Le vent est froid en ce début de matinée de mars. Les animaux du zoo de Qalqilya, ville de Cisjordanie occupée située sur la ligne verte, sortent de leur torpeur. Un paon se pavane librement entre les cages vétustes et semble narguer les singes qui s'époumonent en le voyant. Zèbres, hippopotames, lions et crocodiles s'éveillent. Quelques femmes accompagnées de leurs enfants déambulent dans les allées parfois sombres de ce parc animalier de 3,6 hectares. Après la classe et pendant les vacances scolaires, les aires de jeux aux peintures défraîchies sont assaillies par les bambins de la région.
Ouvert depuis 1986, ce zoo - le seul de Cisjordanie - fait le bonheur des petits et des grands, apportant une part de normalité dans cette ville située à 13 kilomètres de Tel-Aviv et 30 kilomètres de Naplouse et encerclée par le mur. Pas de check-point à l'entrée de la cité, seulement d'anciens postes de l'armée israélienne toujours présents en bordure du mur.
« Ce zoo fait parti de notre vie. Nous montrons au monde entier que nous (les Palestiniens) sommes là. Il n'y a pas qu'Israël qui fait attention à la vie sauvage », explique le Dr Sami Khader, vétérinaire du lieu depuis 11 ans. En 2009, quelque 600 000 visiteurs sont venus admirer les serpents, ours et autres 150 résidents du parc. De plus en plus « d'Arabes israéliens » font le déplacement, souligne ce Palestinien né en Arabie saoudite. « Ils ont peut-être 17 zoos en Israël, mais les gens viennent chez nous, car le prix d'entrée est plus abordable (presque dix fois moins cher, NDLR) », précise cet homme, passionné des animaux depuis son plus jeune âge. Une famille venue de Jaffa, à côté de Tel-Aviv, contemple les zèbres en train de gambader dans leur enclos. L'animal préféré de leur fils est la girafe. Or le zoo n'en possède pas.
Pas encore du moins, car deux girafes, en provenance d'Afrique du Sud, devraient prochainement arriver dans ce parc animalier.

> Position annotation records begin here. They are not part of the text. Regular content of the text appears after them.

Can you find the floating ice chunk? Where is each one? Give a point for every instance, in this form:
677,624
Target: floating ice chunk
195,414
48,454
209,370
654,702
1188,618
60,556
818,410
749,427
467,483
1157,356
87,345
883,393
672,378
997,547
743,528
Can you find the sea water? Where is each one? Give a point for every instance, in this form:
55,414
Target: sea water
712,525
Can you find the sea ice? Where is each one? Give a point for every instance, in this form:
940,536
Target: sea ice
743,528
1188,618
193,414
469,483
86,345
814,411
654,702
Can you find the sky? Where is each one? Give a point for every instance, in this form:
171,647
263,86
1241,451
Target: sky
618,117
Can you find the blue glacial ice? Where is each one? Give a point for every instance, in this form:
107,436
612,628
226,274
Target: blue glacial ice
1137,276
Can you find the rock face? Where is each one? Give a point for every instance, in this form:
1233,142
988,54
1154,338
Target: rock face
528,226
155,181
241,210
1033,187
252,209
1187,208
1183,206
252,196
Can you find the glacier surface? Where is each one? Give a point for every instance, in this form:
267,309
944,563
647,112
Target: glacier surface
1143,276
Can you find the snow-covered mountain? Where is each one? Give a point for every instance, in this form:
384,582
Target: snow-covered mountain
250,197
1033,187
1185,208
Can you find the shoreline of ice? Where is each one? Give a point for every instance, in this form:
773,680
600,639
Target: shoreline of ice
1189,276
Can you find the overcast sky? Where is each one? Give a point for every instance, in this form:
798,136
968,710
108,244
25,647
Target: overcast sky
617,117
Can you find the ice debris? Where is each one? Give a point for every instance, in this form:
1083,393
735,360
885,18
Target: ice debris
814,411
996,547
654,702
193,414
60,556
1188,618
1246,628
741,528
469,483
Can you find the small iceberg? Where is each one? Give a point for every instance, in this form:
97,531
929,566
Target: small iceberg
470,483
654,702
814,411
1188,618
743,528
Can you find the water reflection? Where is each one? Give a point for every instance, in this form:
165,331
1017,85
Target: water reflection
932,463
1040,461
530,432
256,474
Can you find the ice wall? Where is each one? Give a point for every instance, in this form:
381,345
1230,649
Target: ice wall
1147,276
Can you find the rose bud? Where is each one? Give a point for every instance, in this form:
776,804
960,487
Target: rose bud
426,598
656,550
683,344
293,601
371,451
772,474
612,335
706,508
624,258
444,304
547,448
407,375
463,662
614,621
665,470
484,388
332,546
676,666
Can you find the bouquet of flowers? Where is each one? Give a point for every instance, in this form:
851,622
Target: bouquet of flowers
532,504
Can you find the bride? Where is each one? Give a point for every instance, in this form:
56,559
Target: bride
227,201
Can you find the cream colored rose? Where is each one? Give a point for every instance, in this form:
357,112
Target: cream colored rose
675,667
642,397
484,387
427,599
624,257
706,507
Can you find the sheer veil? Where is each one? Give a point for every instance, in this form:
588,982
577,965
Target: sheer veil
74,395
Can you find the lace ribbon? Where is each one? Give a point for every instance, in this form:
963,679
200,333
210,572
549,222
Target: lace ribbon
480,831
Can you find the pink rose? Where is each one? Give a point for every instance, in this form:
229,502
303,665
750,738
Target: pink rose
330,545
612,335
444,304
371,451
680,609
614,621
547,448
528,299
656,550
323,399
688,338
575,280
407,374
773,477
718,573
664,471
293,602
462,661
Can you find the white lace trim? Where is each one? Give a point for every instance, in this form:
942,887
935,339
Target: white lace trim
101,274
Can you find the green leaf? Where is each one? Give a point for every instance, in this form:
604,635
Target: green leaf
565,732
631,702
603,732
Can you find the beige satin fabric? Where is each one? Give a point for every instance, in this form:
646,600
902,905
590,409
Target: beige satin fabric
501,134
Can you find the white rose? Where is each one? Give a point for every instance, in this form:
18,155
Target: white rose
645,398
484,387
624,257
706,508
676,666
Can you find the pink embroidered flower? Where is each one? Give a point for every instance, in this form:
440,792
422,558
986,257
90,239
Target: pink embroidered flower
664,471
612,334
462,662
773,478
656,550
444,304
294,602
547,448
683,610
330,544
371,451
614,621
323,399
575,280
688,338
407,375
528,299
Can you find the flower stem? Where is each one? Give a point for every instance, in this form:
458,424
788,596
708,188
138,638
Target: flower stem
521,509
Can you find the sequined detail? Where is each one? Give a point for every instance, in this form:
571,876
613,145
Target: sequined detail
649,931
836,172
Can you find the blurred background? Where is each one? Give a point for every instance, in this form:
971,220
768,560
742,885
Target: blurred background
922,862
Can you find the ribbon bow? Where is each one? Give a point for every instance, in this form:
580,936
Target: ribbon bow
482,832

Une exception, car 99 % des animaux du zoo sont acquis en Israël. « Ils ne nous vendent que des mâles, considérant notre zoo trop petit pour la reproduction. Mais notre objectif est de l'agrandir. J'espère pouvoir acheter un jour les terrains alentours », assure Sami Khader qui espère que ces belles à la robe tachetée lui apporteront des petits.
Impossible d'avoir une date précise de livraison. Et ce d'autant plus que la somme nécessaire n'a pas encore été réunie. Après un long séjour en bateau, les girafes seront, en outre, mises en quarantaine en Israël. « Chacune d'elles coûte 50 000 dollars, et chaque jour de retard ajoute à cette somme », confie le manager, Saïd Daoud, une main gantée après avoir été mordue par un chameau. Selon lui, un particulier français a fait un don conséquent au zoo, permettant l'acquisition d'une de ces gracieuses au long cou. Les fonds, essentiellement privés, sont récoltés par la municipalité de Qalqilya, en charge du zoo.
Une histoire peu commune
Un zoo à l'histoire peu commune. Plus d'une fois, Sami le vétérinaire a prouvé son dévouement pour les animaux. En 2004, au cœur de la seconde intifada, il se rend à Naplouse, alors assiégée, pour récupérer deux singes. Pour pouvoir entrer dans la ville en ambulance, le vétérinaire feint d'être malade. Le chemin du retour, ponctué de check-points, sera laborieux. Il faudra huit heures pour rejoindre Qalqilya. Mais pour Sami, la survie des animaux est une priorité. En 2002, alors que des tanks israéliens bloquaient le portail vert canard surplombé d'un drapeau palestinien, obligeant la fermeture du zoo pendant 5 mois, Sami Khader et Saïd Daoud n'ont pas hésité à braver grenades et couvre-feu pour s'occuper de leurs bêtes. Malgré leurs efforts, les pertes ont été lourdes. Le zoo a été gazé. Trois zèbres sont morts asphyxiés. Paniquée, une des girafes a heurté le mur de son enclos et s'est effondrée sur le sol. « Lorsqu'une girafe tombe, en raison de la pression de son sang qui est trop forte, elle meurt. La femelle de l'enclos a pleuré pendant des jours et fait une fausse couche », raconte le Dr Khader, également taxidermiste.
Sensibiliser à la nature
Sa seconde passion trouve sa place dans le musée du zoo, créé en 2006. Sami Khader y présente ses œuvres, dont la girafe en question, qui y fait figure de vedette. Les nombreux animaux du zoo trouvent ici une seconde vie. Mais, dans un décor de vie sauvage un peu lugubre, ils tiennent difficilement debout. À l'entrée, des bocaux de fœtus ou d'animaux malformés sont posés sur des étagères, à la manière d'un film d'épouvante. Un peu plus loin, deux minimusées sur l'agriculture et la géologie ont été mis en place avec les moyens du bord. Des containers ont par exemple servi à la construction d'un vaisseau spatial. Une lampe de bureau est devenue un satellite. « Bientôt, toutes les informations seront traduites en anglais pour nos visiteurs étrangers. Il y en a de plus en plus », assure ce père de deux filles qui « souhaite sensibiliser les jeunes à la nature et à sa protection ». Un défi de plus dans un pays où la protection de l'environnement n'est pas une priorité.